Open Archieven heeft nu een tweede crowdsourcingsproject: de woningkaarten van Nijmegen (1920-1946).
De door het Regionaal Archief Nijmegen aangeleverde data (bestaande uit 26.458 records) bevatte per woningkaart een link naar één scan. Het idee hierachter was dat de woningkaarten dubbelzijdig zijn en de achterkant vaak leeg was. Bij een steekproef bleek mij echter dat het ook vaak voorkwam dat er meerdere scans waren gekoppeld aan één woningkaart. Het meest extreme voorbeeld was de woningkaart van Westkanaaldijk 301 (Weesinrichting Neerbosch) waaraan maar liefst 290 scans aan gekoppeld waren. Via wat ‘scripting’ heb ik per woningkaart achterhaald welke scans eraan welke woningkaart waren gekoppeld. In onderstaande grafiek (met logaritmische y-as) kan worden afgelezen hoeveel woningkaarten een bepaald aantal gekoppelde scans heeft.
Als alleen de eerste scan van een woningkaart geïndexeerd zou worden (dus de eerste verticale balk in bovenstaande grafiek) zou een groot deel (35.950 scans) ongeïndexeerd blijven.

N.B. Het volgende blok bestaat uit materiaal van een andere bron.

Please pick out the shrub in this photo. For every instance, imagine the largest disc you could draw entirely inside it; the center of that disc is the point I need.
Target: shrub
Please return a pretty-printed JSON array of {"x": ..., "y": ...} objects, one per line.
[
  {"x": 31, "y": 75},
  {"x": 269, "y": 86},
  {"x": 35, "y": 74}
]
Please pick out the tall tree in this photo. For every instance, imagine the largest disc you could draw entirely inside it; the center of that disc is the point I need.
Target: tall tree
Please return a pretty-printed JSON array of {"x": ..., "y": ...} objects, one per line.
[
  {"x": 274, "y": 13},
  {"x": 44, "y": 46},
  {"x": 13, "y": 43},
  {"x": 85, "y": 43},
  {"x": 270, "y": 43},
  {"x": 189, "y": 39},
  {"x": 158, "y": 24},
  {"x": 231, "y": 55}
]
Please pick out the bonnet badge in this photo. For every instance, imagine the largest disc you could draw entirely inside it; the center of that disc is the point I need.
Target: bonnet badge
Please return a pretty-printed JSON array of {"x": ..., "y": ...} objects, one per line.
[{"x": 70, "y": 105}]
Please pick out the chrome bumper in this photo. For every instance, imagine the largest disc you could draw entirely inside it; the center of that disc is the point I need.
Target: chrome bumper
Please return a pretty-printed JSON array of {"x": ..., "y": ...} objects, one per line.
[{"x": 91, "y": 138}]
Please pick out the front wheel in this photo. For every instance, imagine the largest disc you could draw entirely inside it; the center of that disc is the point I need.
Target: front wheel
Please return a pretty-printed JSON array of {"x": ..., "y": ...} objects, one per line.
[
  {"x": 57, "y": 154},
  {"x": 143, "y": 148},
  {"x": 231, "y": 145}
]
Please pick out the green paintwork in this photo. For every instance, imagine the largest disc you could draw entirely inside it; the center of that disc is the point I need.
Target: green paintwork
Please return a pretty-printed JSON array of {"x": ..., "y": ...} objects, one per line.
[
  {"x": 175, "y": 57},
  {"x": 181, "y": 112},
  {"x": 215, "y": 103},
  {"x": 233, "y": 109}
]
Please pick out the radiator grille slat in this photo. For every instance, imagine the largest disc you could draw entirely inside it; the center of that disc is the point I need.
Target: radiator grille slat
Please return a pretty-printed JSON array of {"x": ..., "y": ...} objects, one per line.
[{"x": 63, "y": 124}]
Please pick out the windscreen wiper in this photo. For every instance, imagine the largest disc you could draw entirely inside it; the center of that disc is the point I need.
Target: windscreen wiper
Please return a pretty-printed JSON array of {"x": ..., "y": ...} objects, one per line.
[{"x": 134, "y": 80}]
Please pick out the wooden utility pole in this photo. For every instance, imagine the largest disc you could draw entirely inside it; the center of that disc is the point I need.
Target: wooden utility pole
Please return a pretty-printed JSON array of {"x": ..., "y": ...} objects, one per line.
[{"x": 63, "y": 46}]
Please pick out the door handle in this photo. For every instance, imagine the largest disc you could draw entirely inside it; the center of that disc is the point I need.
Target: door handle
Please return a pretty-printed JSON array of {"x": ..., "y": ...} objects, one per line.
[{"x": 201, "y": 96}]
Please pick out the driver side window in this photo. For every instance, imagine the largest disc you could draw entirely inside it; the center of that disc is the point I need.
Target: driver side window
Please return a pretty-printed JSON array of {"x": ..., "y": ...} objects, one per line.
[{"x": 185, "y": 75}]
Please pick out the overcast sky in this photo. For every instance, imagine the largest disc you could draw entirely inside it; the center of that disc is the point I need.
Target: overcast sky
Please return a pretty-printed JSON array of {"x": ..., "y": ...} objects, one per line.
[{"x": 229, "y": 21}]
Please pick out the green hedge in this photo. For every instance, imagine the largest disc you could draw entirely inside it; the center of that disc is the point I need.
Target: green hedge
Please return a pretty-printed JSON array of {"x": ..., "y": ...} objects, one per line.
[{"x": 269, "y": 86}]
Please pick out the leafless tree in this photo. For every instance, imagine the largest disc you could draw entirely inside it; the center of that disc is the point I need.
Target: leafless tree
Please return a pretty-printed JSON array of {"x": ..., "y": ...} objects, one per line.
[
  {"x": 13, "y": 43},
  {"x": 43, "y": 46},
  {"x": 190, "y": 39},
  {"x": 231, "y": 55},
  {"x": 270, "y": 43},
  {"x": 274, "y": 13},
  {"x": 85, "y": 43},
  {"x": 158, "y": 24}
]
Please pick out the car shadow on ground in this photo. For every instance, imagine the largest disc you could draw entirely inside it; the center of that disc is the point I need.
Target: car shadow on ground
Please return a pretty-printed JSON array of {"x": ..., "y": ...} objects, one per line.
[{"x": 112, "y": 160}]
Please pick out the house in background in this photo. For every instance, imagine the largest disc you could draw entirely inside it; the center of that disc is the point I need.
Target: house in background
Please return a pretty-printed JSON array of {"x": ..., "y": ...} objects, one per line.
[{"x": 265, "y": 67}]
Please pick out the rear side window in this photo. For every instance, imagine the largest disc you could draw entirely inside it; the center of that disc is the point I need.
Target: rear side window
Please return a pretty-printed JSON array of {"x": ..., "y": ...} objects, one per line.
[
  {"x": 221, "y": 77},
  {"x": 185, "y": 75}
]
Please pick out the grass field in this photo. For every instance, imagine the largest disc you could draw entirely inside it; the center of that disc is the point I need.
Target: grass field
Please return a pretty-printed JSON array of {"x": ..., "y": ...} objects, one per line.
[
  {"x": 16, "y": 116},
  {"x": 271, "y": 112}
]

Dit leek mij geen goed idee, vandaar dat alle scans zijn ingelezen in de indexeringstool van Open Archieven.
Scan bevat geen informatie
Toen alle 59.667 scans waren opgenomen kwam je bij het indexeren wel vaak een lege woningkaart tegen, te vaak… De indexeerder heeft de mogelijkheid om aan te geven dat de scan geen informatie bevat, maar dit voelt toch niet fijn als je wilt indexeren. Bij crowd-sourcing vraag je aan mensen om een relatief eenvoudige taak uit te voeren die voor de computer te lastig is. Een mens ziet eenvoudig of een kaart leeg is, maar een computer?
De uitdaging die werd opgepakt: bedenk (en maak) een algoritme die een scan van een ingevulde woningkaart kan onderscheiden van een scan van een lege woningkaart. De gekozen aanpak gaat ervan uit dat de woningkaarten een vaste structuur hebben. Er wordt uit de woningkaart een gedeelte gepakt die overeenkomt met ruwweg de 1e cel van het ‘formulier’ (hieronder weergegeven door de gele rechthoek). Het aantal kleuren van dit gedeelte wordt teruggebracht naar een zeer beperkt aantal kleuren. Hierna wordt er ‘geteld’ hoeveel zwarte pixels er in voorkomen. Wanneer dit aantal hoger is dan een bepaalde drempelwaarde, dan staat er tekst!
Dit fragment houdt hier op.